I think there already is. We know that people are less open in conversations if the other conversant puts a cell phone on the table. Even if it’s turned off. The sign is enough to close the mind and make a prospective client or lover less likely to do what you ask. As people realize this, they’ll start putting away phones or turning them off. Or they’ll start using filtering, letting the phone ring only for VIPs like spouse and child.

Mobile notifications put people in a state of perpetual emergency interruption — similar to what 911 operators and air traffic controllers experienced back in the ’70s and ’80s. And they took drugs for the nervous conditions that resulted. Alerts are for when a family member is dying. Otherwise, they’re not worth the trouble. Really. A bomb went off in some part of the world and three people died. If you are in a newsroom, you need to know right now. If you’re not — and you’re not going to go do something about it — why do you need to know about that right now? Yes, it’s horrific. But you can find out about it in an hour.

You discuss the value of sitting down with something like a book that requires sustained focus at a more relaxed pace to gain a deeper understanding of a subject matter. So, what do you make of tablets being integrated into education so aggressively? Is it a good way to gain student engagement or a shortcut that will lead to more shallow understandings of content?

Well, you can read books on a tablet. So I don’t see it as an either/or. I don’t think kids need to be reading books in the classroom, either, though. Unless they are actively learning to read. They don’t need to be sitting in individual media experiences of any kind. They’re in a classroom with people. They should be engaging with other humans in real time and space.

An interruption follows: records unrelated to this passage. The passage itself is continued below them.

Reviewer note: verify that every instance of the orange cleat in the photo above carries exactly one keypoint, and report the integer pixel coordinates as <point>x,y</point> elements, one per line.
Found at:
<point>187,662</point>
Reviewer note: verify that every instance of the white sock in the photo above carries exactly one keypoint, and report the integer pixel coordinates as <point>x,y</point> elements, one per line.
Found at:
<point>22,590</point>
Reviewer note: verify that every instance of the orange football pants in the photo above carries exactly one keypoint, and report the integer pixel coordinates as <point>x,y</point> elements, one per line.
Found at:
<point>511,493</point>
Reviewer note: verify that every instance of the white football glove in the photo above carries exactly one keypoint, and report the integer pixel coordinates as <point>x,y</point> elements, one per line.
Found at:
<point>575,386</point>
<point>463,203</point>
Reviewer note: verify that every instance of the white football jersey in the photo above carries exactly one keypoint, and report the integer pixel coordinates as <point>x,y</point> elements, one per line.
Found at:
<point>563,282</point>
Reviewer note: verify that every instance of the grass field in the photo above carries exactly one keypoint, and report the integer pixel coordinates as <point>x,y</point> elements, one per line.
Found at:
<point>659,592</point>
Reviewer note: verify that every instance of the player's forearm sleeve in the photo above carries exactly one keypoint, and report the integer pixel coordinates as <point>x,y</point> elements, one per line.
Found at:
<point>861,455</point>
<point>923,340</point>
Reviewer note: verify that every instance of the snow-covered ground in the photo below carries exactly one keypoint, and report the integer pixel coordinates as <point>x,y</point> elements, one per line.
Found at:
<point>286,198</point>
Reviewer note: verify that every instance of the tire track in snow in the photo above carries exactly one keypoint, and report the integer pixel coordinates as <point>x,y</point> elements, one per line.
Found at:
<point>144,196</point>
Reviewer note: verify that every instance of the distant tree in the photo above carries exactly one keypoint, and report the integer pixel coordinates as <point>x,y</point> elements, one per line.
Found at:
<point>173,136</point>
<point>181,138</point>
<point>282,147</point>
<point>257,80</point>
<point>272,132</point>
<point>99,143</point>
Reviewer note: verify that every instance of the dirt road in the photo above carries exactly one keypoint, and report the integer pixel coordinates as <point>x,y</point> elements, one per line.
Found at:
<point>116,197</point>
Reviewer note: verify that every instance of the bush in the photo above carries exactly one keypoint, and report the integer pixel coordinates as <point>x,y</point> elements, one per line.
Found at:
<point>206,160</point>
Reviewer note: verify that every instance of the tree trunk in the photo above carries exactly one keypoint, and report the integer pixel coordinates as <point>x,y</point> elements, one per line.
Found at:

I don’t think tablets are where we should be focused. But I do think they could end up being an efficient way of delivering textbooks. They’re just not really that, yet. There’s all sorts of poisons and mined minerals and carnage that goes on to make a tablet. Way more than to print a book. Or a bunch of books.

U.S. culture has long focused on the self and praised individual achievement above all. As you discuss, in our current “fractal landscape,” connections are more important than individuals. Do you think this will lead to Western cultures adopting a more Eastern, group-centric manner of thinking?

Yeah, I think those who succeed in the digital landscape will be those who understand how to do the sorts of pattern recognition more typical of Easterners. It’s not just because the “individual” is diminished in a networked landscape, but because cause-and-effect logic ends up compressed into a really rapid feedback loop. You can’t really parse causes and effects so easily anymore. Everything is much more systemic and interdependent. To get oriented in such a landscape, you have to learn to soften your gaze.